Sie wandte sich wieder ihrem Laptop zu. Fünfmal las sie denselben Satz, ehe sie ihn verstand. Es war hoffnungslos. Deshalb bastelte sie an den Farben und der Formatierung herum.

Die Präsentation würde morgen um zehn Uhr stattfinden, und es war entscheidend, dass sie den Auftrag bekamen. Die Agentur war von der schlechten Wirtschaftslage schwer getroffen und stand kurz vor der Schließung. Nur wenn sie diesen Kunden gewannen, konnten sie die Finanzkrise überstehen. Es war typisch: Kaum hatte sie einen gut bezahlten Job gefunden, war alles wieder ungewiss. Doch sie brauchte Gewissheit. Ihr Großvater zählte auf sie.

Ihre Konzentration war dahin. Sie machte sich auf eine lange Nacht gefasst. Das Adrenalin und die unbequemen Erinnerungen würden sie keinen Schlaf finden lassen. Sie konnte genauso gut jetzt gleich ihre Migränetabletten nehmen. Andererseits konnte sie es sich nicht leisten, morgen nicht fit zu sein.

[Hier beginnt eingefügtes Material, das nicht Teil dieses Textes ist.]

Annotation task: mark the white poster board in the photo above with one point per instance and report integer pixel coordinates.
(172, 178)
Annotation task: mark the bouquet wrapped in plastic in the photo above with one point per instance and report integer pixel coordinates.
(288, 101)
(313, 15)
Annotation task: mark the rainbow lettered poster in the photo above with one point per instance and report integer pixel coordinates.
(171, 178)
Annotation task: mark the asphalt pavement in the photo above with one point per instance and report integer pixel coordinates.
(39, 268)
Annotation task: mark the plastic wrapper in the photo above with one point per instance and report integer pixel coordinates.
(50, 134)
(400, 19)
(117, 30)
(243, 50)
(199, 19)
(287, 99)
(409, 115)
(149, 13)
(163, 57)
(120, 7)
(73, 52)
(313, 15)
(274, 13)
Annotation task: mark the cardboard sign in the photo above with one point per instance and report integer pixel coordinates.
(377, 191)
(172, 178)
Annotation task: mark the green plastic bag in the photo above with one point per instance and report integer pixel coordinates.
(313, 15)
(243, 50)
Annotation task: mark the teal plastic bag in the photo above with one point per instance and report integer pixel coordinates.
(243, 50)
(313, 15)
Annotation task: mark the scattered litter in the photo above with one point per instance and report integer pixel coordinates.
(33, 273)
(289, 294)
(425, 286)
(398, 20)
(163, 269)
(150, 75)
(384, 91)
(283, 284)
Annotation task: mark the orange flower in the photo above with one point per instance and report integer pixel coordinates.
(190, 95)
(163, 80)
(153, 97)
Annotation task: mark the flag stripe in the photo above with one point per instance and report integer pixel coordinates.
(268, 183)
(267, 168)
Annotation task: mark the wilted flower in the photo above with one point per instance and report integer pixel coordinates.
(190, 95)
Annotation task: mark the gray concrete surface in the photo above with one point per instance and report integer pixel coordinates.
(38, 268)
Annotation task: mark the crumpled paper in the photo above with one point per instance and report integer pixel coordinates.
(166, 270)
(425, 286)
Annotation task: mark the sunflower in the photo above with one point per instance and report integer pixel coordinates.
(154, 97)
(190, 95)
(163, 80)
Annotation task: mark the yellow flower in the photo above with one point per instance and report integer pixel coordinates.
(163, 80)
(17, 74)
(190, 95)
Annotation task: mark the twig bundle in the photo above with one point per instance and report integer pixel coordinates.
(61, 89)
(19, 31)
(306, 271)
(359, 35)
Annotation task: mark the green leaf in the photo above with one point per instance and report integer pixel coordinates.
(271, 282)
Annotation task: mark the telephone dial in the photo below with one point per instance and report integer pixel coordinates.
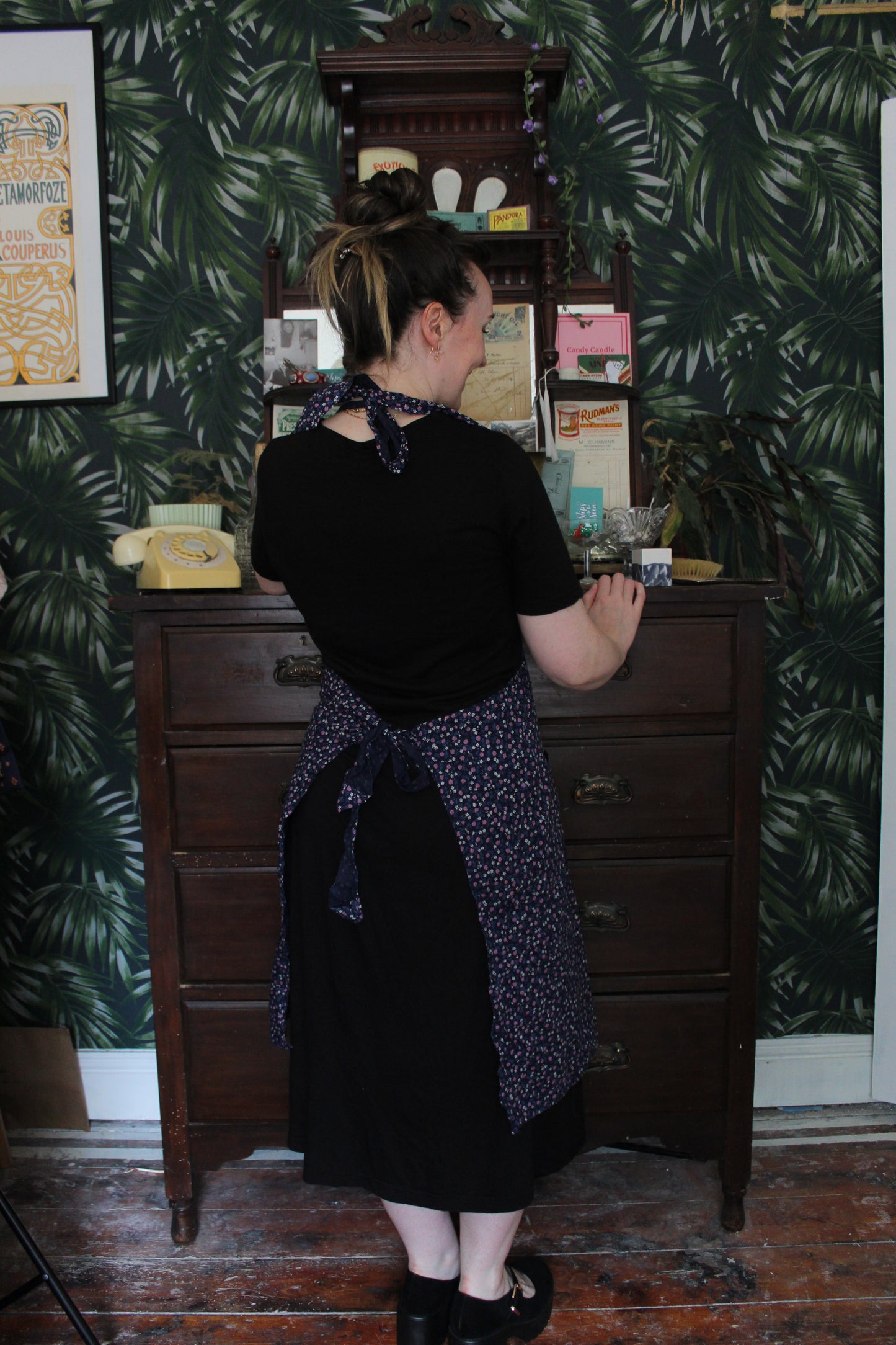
(179, 556)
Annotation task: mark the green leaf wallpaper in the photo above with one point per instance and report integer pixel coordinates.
(742, 158)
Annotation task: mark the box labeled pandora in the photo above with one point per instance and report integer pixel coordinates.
(652, 565)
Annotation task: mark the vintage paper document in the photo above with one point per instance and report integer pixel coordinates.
(598, 434)
(38, 283)
(504, 390)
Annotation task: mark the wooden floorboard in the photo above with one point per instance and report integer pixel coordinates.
(634, 1243)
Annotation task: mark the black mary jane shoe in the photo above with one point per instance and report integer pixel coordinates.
(424, 1309)
(480, 1321)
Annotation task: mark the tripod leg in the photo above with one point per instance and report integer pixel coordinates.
(47, 1273)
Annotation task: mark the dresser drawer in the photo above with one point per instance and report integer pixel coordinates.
(659, 1053)
(642, 789)
(228, 799)
(648, 916)
(673, 668)
(229, 924)
(234, 1072)
(237, 676)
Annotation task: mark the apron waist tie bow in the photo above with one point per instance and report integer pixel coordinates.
(410, 775)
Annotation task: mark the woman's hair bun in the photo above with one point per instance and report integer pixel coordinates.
(388, 260)
(386, 197)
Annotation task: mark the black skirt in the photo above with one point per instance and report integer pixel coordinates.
(394, 1078)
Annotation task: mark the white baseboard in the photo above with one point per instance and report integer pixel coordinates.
(790, 1072)
(120, 1084)
(809, 1071)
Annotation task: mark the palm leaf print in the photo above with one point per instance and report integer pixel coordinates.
(740, 156)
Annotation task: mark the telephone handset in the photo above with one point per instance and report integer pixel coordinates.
(179, 556)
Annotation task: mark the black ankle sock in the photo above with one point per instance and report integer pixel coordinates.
(480, 1316)
(422, 1295)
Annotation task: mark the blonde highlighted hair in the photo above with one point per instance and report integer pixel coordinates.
(386, 261)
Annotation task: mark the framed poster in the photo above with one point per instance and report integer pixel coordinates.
(55, 308)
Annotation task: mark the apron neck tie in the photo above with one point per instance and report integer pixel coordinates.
(360, 390)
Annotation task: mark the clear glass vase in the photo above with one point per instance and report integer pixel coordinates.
(244, 540)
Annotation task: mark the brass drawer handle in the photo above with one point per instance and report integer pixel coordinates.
(614, 1056)
(601, 789)
(603, 915)
(299, 670)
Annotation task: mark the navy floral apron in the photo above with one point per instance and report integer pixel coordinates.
(492, 774)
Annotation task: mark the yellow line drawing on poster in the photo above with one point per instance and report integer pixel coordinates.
(38, 299)
(503, 390)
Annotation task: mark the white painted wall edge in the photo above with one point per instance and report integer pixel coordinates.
(884, 1064)
(809, 1071)
(120, 1084)
(790, 1072)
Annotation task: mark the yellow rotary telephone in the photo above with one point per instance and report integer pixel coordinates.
(179, 556)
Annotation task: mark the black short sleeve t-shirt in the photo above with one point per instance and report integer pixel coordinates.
(412, 583)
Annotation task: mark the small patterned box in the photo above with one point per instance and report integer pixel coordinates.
(652, 565)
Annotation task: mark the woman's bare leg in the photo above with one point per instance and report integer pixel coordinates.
(429, 1239)
(486, 1244)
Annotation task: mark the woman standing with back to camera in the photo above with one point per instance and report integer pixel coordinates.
(438, 996)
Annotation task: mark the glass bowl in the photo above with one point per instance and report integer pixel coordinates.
(639, 526)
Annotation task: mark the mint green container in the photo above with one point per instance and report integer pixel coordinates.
(199, 516)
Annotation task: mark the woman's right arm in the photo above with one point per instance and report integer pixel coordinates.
(582, 646)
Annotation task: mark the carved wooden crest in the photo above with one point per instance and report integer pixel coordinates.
(409, 30)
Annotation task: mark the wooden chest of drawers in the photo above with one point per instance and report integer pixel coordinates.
(659, 777)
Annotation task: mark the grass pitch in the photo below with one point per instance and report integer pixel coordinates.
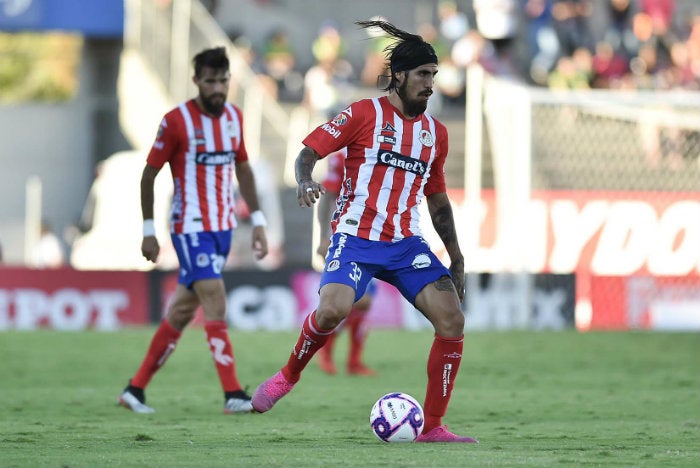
(532, 399)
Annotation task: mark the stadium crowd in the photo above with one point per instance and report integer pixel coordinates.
(560, 44)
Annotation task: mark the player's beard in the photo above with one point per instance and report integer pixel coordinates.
(411, 107)
(212, 106)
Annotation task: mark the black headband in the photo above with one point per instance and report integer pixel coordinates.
(414, 57)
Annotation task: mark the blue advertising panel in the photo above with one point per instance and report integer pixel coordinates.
(93, 18)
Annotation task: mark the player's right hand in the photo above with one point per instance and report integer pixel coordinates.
(150, 248)
(308, 191)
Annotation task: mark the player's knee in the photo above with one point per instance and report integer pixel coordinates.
(330, 315)
(450, 324)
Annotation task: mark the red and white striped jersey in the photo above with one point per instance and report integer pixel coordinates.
(333, 180)
(202, 151)
(391, 164)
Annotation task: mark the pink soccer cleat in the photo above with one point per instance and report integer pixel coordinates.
(270, 391)
(441, 434)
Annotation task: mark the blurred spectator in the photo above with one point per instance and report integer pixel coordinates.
(375, 61)
(567, 76)
(449, 83)
(329, 78)
(279, 62)
(653, 24)
(542, 42)
(245, 49)
(570, 19)
(453, 23)
(609, 66)
(619, 32)
(48, 251)
(497, 22)
(468, 49)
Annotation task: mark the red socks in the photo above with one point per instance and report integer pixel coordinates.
(222, 352)
(162, 345)
(311, 339)
(355, 323)
(443, 364)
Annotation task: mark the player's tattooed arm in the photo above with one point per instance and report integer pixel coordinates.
(308, 190)
(304, 164)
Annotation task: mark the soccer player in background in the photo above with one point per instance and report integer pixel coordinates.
(202, 140)
(356, 319)
(396, 157)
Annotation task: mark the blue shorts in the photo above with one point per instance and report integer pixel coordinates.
(202, 255)
(408, 264)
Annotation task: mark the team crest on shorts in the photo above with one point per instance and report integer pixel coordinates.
(202, 260)
(426, 138)
(421, 261)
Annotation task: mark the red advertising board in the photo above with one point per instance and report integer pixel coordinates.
(68, 299)
(617, 244)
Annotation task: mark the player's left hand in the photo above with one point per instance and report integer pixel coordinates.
(308, 191)
(259, 242)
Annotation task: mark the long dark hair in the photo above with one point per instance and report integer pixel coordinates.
(407, 52)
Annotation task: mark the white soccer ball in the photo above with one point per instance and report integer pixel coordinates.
(396, 417)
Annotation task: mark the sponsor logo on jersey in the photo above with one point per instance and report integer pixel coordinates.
(202, 260)
(333, 265)
(356, 274)
(421, 261)
(215, 158)
(334, 132)
(231, 128)
(399, 161)
(340, 119)
(426, 138)
(386, 139)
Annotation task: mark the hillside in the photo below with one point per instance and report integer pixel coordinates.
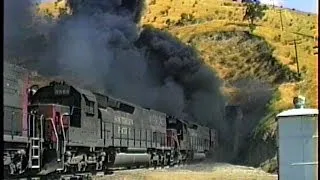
(258, 68)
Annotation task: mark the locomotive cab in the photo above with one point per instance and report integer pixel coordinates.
(50, 111)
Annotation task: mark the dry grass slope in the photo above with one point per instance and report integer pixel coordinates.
(199, 23)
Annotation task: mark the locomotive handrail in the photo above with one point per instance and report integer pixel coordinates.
(55, 131)
(62, 126)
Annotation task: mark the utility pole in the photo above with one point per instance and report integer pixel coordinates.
(281, 18)
(295, 48)
(316, 49)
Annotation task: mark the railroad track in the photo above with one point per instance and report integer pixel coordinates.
(89, 175)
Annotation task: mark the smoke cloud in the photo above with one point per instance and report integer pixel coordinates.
(102, 44)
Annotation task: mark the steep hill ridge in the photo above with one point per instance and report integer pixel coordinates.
(241, 57)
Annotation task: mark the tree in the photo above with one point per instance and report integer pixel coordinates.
(254, 11)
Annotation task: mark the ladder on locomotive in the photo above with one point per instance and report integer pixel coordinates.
(35, 134)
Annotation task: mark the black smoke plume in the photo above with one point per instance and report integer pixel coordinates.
(102, 44)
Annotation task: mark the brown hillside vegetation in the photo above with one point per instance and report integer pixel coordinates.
(258, 68)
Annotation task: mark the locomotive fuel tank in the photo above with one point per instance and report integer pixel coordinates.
(127, 159)
(199, 156)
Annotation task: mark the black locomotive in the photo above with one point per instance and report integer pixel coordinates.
(60, 127)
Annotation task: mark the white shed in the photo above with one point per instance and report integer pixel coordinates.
(298, 144)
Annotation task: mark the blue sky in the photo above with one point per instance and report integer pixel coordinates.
(302, 5)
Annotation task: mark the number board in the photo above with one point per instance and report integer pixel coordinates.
(61, 90)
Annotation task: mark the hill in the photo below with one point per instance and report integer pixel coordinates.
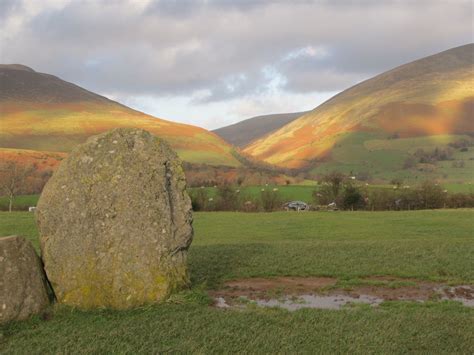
(244, 132)
(41, 112)
(398, 123)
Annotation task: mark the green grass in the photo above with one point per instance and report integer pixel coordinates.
(20, 203)
(434, 245)
(384, 158)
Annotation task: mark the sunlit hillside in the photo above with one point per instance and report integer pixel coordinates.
(44, 113)
(377, 125)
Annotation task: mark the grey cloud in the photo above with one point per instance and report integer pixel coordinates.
(180, 47)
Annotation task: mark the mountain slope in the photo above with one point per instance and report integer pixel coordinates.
(430, 97)
(244, 132)
(41, 112)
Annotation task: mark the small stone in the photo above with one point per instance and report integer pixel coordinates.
(23, 289)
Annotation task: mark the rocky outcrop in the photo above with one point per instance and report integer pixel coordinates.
(115, 222)
(23, 287)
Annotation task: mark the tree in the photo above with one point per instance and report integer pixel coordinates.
(13, 178)
(335, 180)
(352, 197)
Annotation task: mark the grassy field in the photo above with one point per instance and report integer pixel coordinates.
(287, 192)
(429, 245)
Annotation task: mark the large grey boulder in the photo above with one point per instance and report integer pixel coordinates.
(23, 288)
(115, 222)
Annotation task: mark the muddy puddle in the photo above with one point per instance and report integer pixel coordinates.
(293, 293)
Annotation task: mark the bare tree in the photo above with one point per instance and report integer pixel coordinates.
(13, 178)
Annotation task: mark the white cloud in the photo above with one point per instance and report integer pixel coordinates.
(208, 62)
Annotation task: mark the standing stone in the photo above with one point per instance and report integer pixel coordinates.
(23, 289)
(115, 222)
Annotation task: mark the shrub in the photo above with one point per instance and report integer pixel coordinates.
(352, 197)
(271, 200)
(227, 198)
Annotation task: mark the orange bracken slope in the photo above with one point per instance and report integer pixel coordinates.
(427, 97)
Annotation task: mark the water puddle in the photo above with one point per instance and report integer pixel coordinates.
(293, 293)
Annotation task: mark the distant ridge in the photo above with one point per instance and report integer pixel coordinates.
(377, 125)
(244, 132)
(43, 113)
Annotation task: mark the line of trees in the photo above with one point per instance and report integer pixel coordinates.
(339, 192)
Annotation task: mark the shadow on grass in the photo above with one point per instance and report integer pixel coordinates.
(213, 264)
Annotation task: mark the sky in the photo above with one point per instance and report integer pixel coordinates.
(213, 63)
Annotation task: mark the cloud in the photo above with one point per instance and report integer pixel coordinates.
(225, 50)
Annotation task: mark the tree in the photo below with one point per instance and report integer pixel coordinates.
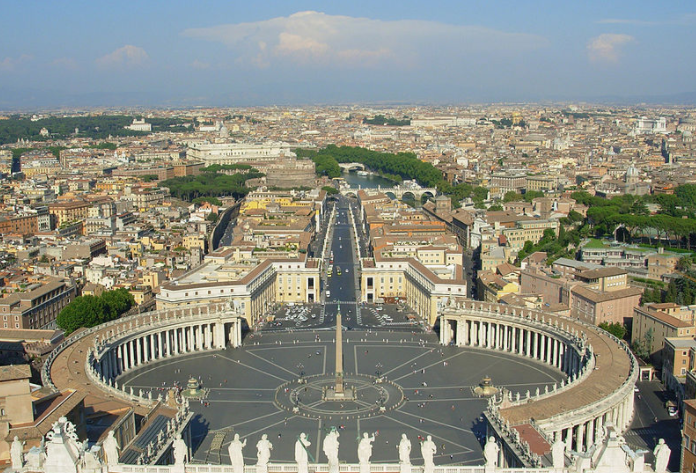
(83, 311)
(89, 311)
(118, 301)
(616, 329)
(512, 196)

Mist. Warum musste Jared James ausgerechnet heute in diesem Flugzeug sitzen?

Halb belustigt, halb verärgert lehnte Jared sich zurück. Schließlich siegte die Belustigung, doch es war ein knapper Sieg. Trotz des dicken Wollmantels hatte sie so frisch ausgesehen, als sie eingestiegen war. Mit nur einem Hauch von Rosa auf den blassen Wangen war sie an Bord gekommen und hatte die anderen Passagiere geflissentlich ignoriert. Kein Wort der Entschuldigung, nichts.

Amanda Winchester tat, als gehörte ihr die Welt. Sie war all das, was er nicht war. Und damals hatte sie all das, was er nicht hatte. Geld, Freizeit und Freiheit. Während er nichts besaß, rund um die Uhr arbeitete und in zerrütteten Verhältnissen lebte.

Doch er hatte sich geändert, hatte seine Vergangenheit hinter sich gelassen. Jetzt saß er in ihrer Klasse, und er hatte hart dafür gearbeitet. Und doch war ihm irgendwie unbehaglich neben ihr. Obwohl er sich die Businessklasse locker leisten konnte, weckte ihr Anblick ein vertrautes Gefühl: den verzweifelten Wunsch, seinem Schicksal zu entkommen. Und damit kehrte auch die Verbitterung zurück, die er ihr gegenüber empfand. Damals hatte sie all das symbolisiert, was ihm fehlte. Und sie war alles gewesen, was er wollte.

Er betrachtete sie, unfähig, den Blick abzuwenden. Sie hatte sich nicht verändert. Sie war verwöhnt, egoistisch … Oh, natürlich, nach außen hin machte sie auf Eisprinzessin. Immer höflich, als könnte sie kein Wässerchen trüben. Doch er wusste, wie sie wirklich war, und ihr Verhalten bewies es. Was Amanda haben wollte, bekam sie – und wenn zweihundert Leute auf sie warten mussten.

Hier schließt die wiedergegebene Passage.